オープンな電子書籍プラットフォームの構築を目指す

 Sony Electronicsの野口不二夫氏は、「1990年、データディスクマンが発売された頃に電子書籍という言葉が登場してから約20年、電子書籍はようやく本格的なビジネスとして認識されてきた。特に2007年以降は急速に市場が拡大、数百万台規模の電子書籍端末が売れ、コンテンツのダウンロードも数千万件という勢いだ。この流れは北米、欧州、そしてアジアへと急速に広がっている」と市場動向を報告。日本についても「いよいよ本格的に電子書籍ビジネスがスタートする。今年は電子書籍の新たな元年になる」として、市場が拡大するとの見方を披露した。

 さらに野口氏は、「出版物が文化と密接に結びついていることを重要に感じている。

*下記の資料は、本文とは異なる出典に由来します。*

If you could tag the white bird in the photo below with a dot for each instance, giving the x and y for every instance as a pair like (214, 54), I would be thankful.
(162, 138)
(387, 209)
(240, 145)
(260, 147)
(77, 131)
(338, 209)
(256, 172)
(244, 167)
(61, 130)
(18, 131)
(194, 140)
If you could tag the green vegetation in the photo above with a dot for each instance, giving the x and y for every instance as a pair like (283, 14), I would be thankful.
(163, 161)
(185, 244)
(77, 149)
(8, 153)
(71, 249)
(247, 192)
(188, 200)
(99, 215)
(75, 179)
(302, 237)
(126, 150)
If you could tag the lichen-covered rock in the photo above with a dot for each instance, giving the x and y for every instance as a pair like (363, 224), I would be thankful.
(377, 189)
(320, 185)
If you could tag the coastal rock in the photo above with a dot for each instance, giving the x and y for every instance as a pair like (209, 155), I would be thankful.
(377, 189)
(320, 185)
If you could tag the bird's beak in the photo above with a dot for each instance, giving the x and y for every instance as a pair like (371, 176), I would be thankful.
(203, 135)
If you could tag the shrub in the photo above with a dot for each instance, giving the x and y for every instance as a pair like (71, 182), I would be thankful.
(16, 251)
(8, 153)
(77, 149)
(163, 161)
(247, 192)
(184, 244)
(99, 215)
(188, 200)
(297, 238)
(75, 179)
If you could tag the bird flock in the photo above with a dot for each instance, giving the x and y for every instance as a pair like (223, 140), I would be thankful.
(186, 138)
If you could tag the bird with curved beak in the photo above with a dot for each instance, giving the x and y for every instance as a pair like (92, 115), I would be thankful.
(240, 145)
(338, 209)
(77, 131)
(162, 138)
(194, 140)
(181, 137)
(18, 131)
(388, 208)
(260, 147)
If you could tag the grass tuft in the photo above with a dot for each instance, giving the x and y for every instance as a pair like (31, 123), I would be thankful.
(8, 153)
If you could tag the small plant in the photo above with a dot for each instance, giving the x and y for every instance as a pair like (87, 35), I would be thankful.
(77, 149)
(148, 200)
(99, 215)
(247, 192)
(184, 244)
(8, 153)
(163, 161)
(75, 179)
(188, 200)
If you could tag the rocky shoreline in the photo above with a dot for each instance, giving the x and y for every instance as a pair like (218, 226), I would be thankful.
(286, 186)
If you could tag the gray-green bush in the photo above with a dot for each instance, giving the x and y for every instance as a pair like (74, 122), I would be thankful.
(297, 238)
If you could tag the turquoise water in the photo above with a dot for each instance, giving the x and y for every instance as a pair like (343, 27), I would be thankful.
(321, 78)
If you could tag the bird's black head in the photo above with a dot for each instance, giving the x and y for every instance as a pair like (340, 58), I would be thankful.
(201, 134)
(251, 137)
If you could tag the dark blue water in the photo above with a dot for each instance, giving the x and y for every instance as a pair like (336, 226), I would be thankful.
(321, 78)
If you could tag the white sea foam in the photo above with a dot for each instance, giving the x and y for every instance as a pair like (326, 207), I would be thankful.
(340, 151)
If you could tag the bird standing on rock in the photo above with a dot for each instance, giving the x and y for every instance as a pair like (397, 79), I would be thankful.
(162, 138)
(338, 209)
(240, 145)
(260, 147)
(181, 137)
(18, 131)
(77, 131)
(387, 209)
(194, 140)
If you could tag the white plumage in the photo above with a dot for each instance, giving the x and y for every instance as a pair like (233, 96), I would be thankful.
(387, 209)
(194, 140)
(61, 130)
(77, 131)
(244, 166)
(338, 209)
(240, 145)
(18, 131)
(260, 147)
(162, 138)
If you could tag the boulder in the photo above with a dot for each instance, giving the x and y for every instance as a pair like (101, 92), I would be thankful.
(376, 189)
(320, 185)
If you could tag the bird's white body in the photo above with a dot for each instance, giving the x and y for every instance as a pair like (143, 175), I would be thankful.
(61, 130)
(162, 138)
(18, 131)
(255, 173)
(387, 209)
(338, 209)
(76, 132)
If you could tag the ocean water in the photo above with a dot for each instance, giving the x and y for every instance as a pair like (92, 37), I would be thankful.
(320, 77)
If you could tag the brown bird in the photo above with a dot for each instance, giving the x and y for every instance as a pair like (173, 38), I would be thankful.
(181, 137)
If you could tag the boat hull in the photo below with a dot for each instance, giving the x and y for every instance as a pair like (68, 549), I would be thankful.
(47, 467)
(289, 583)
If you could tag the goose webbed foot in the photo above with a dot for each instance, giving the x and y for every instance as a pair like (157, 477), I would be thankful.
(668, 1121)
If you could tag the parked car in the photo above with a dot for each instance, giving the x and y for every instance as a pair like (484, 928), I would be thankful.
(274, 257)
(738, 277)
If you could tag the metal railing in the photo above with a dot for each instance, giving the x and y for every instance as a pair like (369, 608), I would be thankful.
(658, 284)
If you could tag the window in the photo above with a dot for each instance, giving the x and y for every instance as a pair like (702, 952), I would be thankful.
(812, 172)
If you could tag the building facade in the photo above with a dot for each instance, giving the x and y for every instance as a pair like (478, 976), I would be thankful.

日本の市場に適した電子書籍ビジネスを立ち上げていきたい」とし、実情に即した形での展開を示唆した。コンテンツホルダーと読者については、「出版社や新聞社が安心してデジタルコンテンツを提供できる環境の整備が必要だ。読者が安心して購入できるという信頼関係も重要だ」と説明した。

 スタートしようとしている電子書籍配信プラットフォームについては、「あくまでもオープンなプラットフォームの構築を目指す」としたうえで、競合先も含め他企業にも参加を呼びかけていることを明らかにした。

 事業企画会社の役割については、出版コンテンツの収集、電子化、管理、販売、配信、プロモーションに加え、それらを実現するためのシステムの企画、開発、構築、提供など、多岐にわたると説明。さらに「いつでもどこでも、読みたい電子出版物を手軽に楽しめる機会を読者に提供し、国内の電子書籍市場の発展を目指す。国内にとどまらず、電子書籍ビジネスで世界をリードしていきたい」と目標を語った。

 ソニーとしての立場では、日本市場への参入および2010年内の端末発売を明言。端末のスペックなど詳細についてはコメントを避け、後日ソニー単独での発表を行うと説明した。